Communication with stakeholders
A stakeholder is broadly defined as an entity that has an interest in the success of your business. Your investors, creditors, and suppliers may need to review your financial statements to assess how your business is performing:
- Investors: An investor who buys common stock in your business is putting capital at risk in exchange for a potential increase in the value of your company and a higher stock price. While you may provide press releases and other information to shareholders, your most reliable form of communication is a set of financial statements that is audited or reviewed by a CPA firm.
- Creditors: If your company has a line of credit or some other loan outstanding, your lender will review your financials to determine if the business is generating enough profits and cash flow to repay a loan on time.
- Suppliers: Your business may generate a large amount of revenue and profit for a supplier. If your sales and profits are declining, you may reduce your production, which has an impact on your suppliers. Suppliers that are concerned about the viability of an important customer may review your financial statements.
To meet the needs of your stakeholders, find a CPA firm that provides auditing and assurance services to businesses in your industry.
Audits, reviews, and compilations
An audit is a CPA firm’s opinion as to whether or not your financial statements are free of material misstatement.

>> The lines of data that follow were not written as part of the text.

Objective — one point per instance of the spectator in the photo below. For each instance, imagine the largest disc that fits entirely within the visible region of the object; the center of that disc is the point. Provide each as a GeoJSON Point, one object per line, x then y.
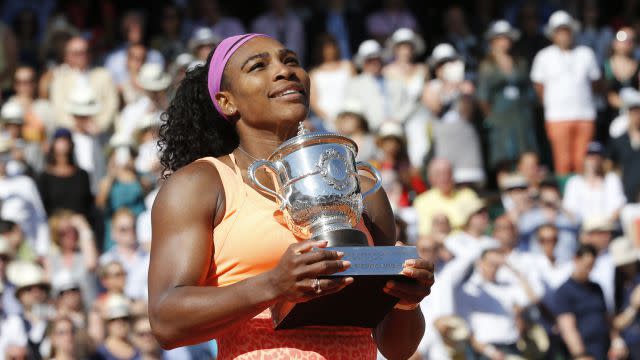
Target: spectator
{"type": "Point", "coordinates": [329, 81]}
{"type": "Point", "coordinates": [133, 28]}
{"type": "Point", "coordinates": [566, 95]}
{"type": "Point", "coordinates": [283, 24]}
{"type": "Point", "coordinates": [21, 203]}
{"type": "Point", "coordinates": [74, 253]}
{"type": "Point", "coordinates": [75, 73]}
{"type": "Point", "coordinates": [625, 152]}
{"type": "Point", "coordinates": [38, 114]}
{"type": "Point", "coordinates": [488, 308]}
{"type": "Point", "coordinates": [621, 69]}
{"type": "Point", "coordinates": [594, 193]}
{"type": "Point", "coordinates": [384, 98]}
{"type": "Point", "coordinates": [581, 310]}
{"type": "Point", "coordinates": [61, 174]}
{"type": "Point", "coordinates": [393, 16]}
{"type": "Point", "coordinates": [506, 97]}
{"type": "Point", "coordinates": [627, 319]}
{"type": "Point", "coordinates": [442, 198]}
{"type": "Point", "coordinates": [202, 42]}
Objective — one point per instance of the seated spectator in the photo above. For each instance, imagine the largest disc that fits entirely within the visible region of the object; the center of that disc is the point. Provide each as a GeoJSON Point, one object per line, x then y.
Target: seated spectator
{"type": "Point", "coordinates": [581, 310]}
{"type": "Point", "coordinates": [74, 252]}
{"type": "Point", "coordinates": [384, 98]}
{"type": "Point", "coordinates": [442, 198]}
{"type": "Point", "coordinates": [127, 252]}
{"type": "Point", "coordinates": [117, 344]}
{"type": "Point", "coordinates": [596, 231]}
{"type": "Point", "coordinates": [627, 319]}
{"type": "Point", "coordinates": [625, 152]}
{"type": "Point", "coordinates": [548, 210]}
{"type": "Point", "coordinates": [63, 173]}
{"type": "Point", "coordinates": [75, 72]}
{"type": "Point", "coordinates": [20, 202]}
{"type": "Point", "coordinates": [488, 306]}
{"type": "Point", "coordinates": [594, 193]}
{"type": "Point", "coordinates": [329, 79]}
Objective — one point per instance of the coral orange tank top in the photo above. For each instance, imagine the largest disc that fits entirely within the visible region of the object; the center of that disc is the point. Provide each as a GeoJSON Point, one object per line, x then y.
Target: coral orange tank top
{"type": "Point", "coordinates": [249, 240]}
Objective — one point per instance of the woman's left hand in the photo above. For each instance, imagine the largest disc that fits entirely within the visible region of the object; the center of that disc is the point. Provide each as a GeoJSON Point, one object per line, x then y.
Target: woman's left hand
{"type": "Point", "coordinates": [412, 293]}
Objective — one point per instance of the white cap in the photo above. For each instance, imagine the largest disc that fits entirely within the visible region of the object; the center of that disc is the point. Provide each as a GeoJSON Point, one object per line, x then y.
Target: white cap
{"type": "Point", "coordinates": [152, 77]}
{"type": "Point", "coordinates": [558, 19]}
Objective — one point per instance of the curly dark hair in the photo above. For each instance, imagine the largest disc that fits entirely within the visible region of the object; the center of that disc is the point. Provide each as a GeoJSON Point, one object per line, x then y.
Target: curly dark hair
{"type": "Point", "coordinates": [191, 127]}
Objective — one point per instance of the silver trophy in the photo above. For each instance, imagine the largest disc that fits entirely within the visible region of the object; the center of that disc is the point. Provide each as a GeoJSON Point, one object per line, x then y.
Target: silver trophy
{"type": "Point", "coordinates": [316, 185]}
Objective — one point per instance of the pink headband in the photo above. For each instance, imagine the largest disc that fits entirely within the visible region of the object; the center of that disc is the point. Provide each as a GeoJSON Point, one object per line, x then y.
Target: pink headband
{"type": "Point", "coordinates": [221, 55]}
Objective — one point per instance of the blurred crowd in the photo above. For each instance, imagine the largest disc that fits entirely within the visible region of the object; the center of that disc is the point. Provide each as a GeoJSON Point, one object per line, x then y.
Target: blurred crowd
{"type": "Point", "coordinates": [508, 142]}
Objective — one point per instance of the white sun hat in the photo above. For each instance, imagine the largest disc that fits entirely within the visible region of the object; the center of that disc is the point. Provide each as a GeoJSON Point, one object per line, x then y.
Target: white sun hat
{"type": "Point", "coordinates": [558, 19]}
{"type": "Point", "coordinates": [153, 78]}
{"type": "Point", "coordinates": [12, 113]}
{"type": "Point", "coordinates": [82, 101]}
{"type": "Point", "coordinates": [406, 35]}
{"type": "Point", "coordinates": [502, 27]}
{"type": "Point", "coordinates": [368, 49]}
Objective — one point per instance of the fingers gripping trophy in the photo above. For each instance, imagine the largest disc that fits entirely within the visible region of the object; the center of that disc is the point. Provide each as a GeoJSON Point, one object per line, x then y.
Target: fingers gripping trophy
{"type": "Point", "coordinates": [318, 191]}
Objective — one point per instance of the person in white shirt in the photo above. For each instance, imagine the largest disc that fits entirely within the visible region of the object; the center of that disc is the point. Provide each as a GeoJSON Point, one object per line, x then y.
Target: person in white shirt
{"type": "Point", "coordinates": [594, 193]}
{"type": "Point", "coordinates": [564, 76]}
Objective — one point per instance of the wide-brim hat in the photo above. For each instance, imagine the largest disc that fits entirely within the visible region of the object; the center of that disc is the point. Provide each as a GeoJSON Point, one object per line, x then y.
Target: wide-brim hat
{"type": "Point", "coordinates": [406, 35]}
{"type": "Point", "coordinates": [502, 28]}
{"type": "Point", "coordinates": [369, 49]}
{"type": "Point", "coordinates": [24, 274]}
{"type": "Point", "coordinates": [442, 53]}
{"type": "Point", "coordinates": [152, 77]}
{"type": "Point", "coordinates": [622, 252]}
{"type": "Point", "coordinates": [558, 19]}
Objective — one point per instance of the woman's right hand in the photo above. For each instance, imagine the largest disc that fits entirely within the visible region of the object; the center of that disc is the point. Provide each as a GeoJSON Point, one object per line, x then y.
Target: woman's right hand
{"type": "Point", "coordinates": [294, 279]}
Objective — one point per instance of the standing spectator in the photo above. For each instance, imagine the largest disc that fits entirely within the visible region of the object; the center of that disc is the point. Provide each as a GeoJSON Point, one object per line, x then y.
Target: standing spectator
{"type": "Point", "coordinates": [384, 99]}
{"type": "Point", "coordinates": [625, 152]}
{"type": "Point", "coordinates": [283, 24]}
{"type": "Point", "coordinates": [442, 198]}
{"type": "Point", "coordinates": [329, 81]}
{"type": "Point", "coordinates": [621, 69]}
{"type": "Point", "coordinates": [75, 72]}
{"type": "Point", "coordinates": [21, 203]}
{"type": "Point", "coordinates": [581, 310]}
{"type": "Point", "coordinates": [61, 174]}
{"type": "Point", "coordinates": [564, 76]}
{"type": "Point", "coordinates": [506, 97]}
{"type": "Point", "coordinates": [38, 114]}
{"type": "Point", "coordinates": [393, 16]}
{"type": "Point", "coordinates": [133, 30]}
{"type": "Point", "coordinates": [594, 193]}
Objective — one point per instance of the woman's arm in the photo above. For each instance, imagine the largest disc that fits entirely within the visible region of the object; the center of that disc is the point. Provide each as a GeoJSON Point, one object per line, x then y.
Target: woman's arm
{"type": "Point", "coordinates": [399, 334]}
{"type": "Point", "coordinates": [182, 309]}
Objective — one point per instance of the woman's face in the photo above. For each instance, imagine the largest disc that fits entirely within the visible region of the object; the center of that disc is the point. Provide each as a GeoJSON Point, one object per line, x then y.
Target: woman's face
{"type": "Point", "coordinates": [62, 336]}
{"type": "Point", "coordinates": [267, 87]}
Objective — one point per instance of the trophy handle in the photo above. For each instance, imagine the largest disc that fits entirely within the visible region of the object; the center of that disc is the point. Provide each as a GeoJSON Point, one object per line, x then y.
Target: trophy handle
{"type": "Point", "coordinates": [361, 165]}
{"type": "Point", "coordinates": [251, 172]}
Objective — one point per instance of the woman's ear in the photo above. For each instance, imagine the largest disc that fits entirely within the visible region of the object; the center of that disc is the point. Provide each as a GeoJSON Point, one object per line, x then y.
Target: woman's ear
{"type": "Point", "coordinates": [226, 104]}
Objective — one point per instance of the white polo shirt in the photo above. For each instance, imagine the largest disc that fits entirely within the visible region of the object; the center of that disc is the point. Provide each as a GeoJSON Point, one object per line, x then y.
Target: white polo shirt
{"type": "Point", "coordinates": [566, 76]}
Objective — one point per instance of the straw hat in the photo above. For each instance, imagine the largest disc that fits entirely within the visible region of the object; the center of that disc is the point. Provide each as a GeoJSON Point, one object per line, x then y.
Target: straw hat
{"type": "Point", "coordinates": [116, 307]}
{"type": "Point", "coordinates": [203, 36]}
{"type": "Point", "coordinates": [502, 28]}
{"type": "Point", "coordinates": [152, 78]}
{"type": "Point", "coordinates": [406, 35]}
{"type": "Point", "coordinates": [24, 274]}
{"type": "Point", "coordinates": [369, 49]}
{"type": "Point", "coordinates": [12, 113]}
{"type": "Point", "coordinates": [82, 101]}
{"type": "Point", "coordinates": [623, 252]}
{"type": "Point", "coordinates": [442, 53]}
{"type": "Point", "coordinates": [558, 19]}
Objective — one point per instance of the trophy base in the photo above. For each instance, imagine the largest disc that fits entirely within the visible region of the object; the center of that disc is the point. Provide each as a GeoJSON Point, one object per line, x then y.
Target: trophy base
{"type": "Point", "coordinates": [360, 304]}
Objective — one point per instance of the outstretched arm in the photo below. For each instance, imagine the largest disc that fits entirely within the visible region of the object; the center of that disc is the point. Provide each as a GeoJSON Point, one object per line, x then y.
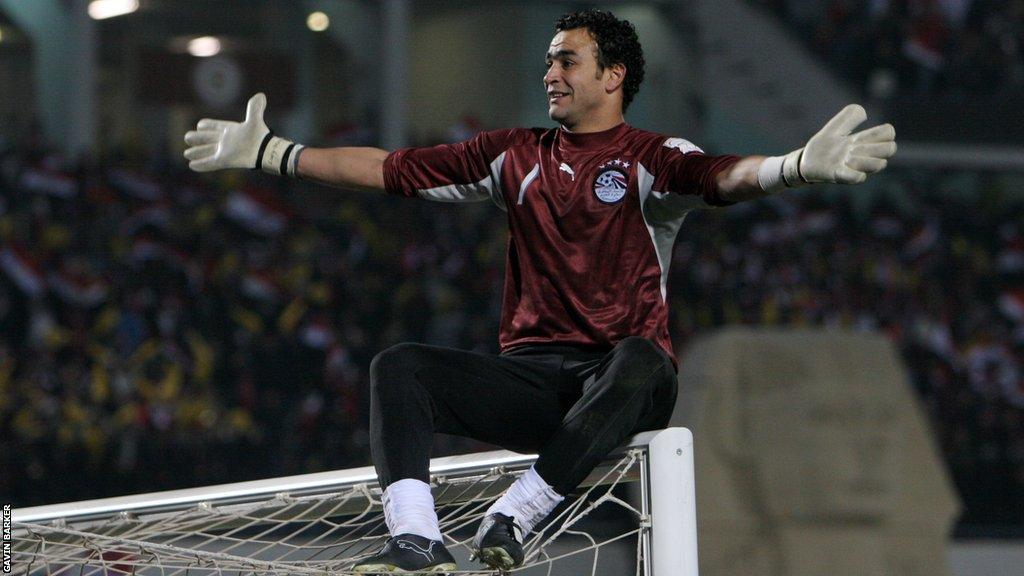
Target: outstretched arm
{"type": "Point", "coordinates": [359, 168]}
{"type": "Point", "coordinates": [834, 155]}
{"type": "Point", "coordinates": [217, 145]}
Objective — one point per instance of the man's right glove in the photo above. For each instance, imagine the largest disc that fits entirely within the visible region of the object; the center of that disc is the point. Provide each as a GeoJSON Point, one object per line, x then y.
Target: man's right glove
{"type": "Point", "coordinates": [216, 145]}
{"type": "Point", "coordinates": [834, 155]}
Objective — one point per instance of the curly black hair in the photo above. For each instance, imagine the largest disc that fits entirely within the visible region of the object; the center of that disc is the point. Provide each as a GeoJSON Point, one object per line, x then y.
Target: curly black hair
{"type": "Point", "coordinates": [616, 43]}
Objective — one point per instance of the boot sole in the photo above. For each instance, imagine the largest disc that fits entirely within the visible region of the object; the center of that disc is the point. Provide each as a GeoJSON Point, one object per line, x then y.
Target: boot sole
{"type": "Point", "coordinates": [497, 558]}
{"type": "Point", "coordinates": [389, 568]}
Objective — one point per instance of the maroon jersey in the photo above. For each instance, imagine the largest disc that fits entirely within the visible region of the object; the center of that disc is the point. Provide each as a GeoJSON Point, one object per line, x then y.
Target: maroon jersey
{"type": "Point", "coordinates": [592, 220]}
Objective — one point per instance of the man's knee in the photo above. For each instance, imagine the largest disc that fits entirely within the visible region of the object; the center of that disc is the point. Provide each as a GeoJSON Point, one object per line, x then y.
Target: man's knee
{"type": "Point", "coordinates": [646, 360]}
{"type": "Point", "coordinates": [392, 367]}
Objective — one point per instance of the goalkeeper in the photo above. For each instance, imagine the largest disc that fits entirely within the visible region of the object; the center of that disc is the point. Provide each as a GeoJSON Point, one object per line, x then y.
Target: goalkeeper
{"type": "Point", "coordinates": [593, 209]}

In this case, the word “material” refers to a dollar amount that is large enough to impact the opinion of the financial statement reader. When an audit is performed, the CPA provides a written opinion regarding the financial statements.
CPA firms provide other services, such as reviews, compilations, and agreed-upon procedures. These engagements require less work by the CPA firm and the CPA does not provide an opinion on the financial statements. Work with your accounting firm to decide which type of engagement meets the needs of your stakeholders.
Preventing fraud and theft
When CPAs perform tests on your accounting records, they can uncover weaknesses in internal controls. These are the controls you put in place to protect assets from theft and to authorize the use of assets in the business. It’s important to apply the segregation of duties concept to your internal controls.
Segregation of duties means that a business separates key responsibilities between different employees. When dealing with cash, for example, the individual with custody of the checkbook should be different from the person who authorizes payments. A third person, possibly the owner, should be responsible for reviewing all documentation and signing a company check. A CPA firm can assess your firm’s internal controls and make suggestions to improve company operations.
Work with an accounting firm that can provide these critical services for your business. A CPA firm can help you produce accurate financial statements and analyze your internal controls.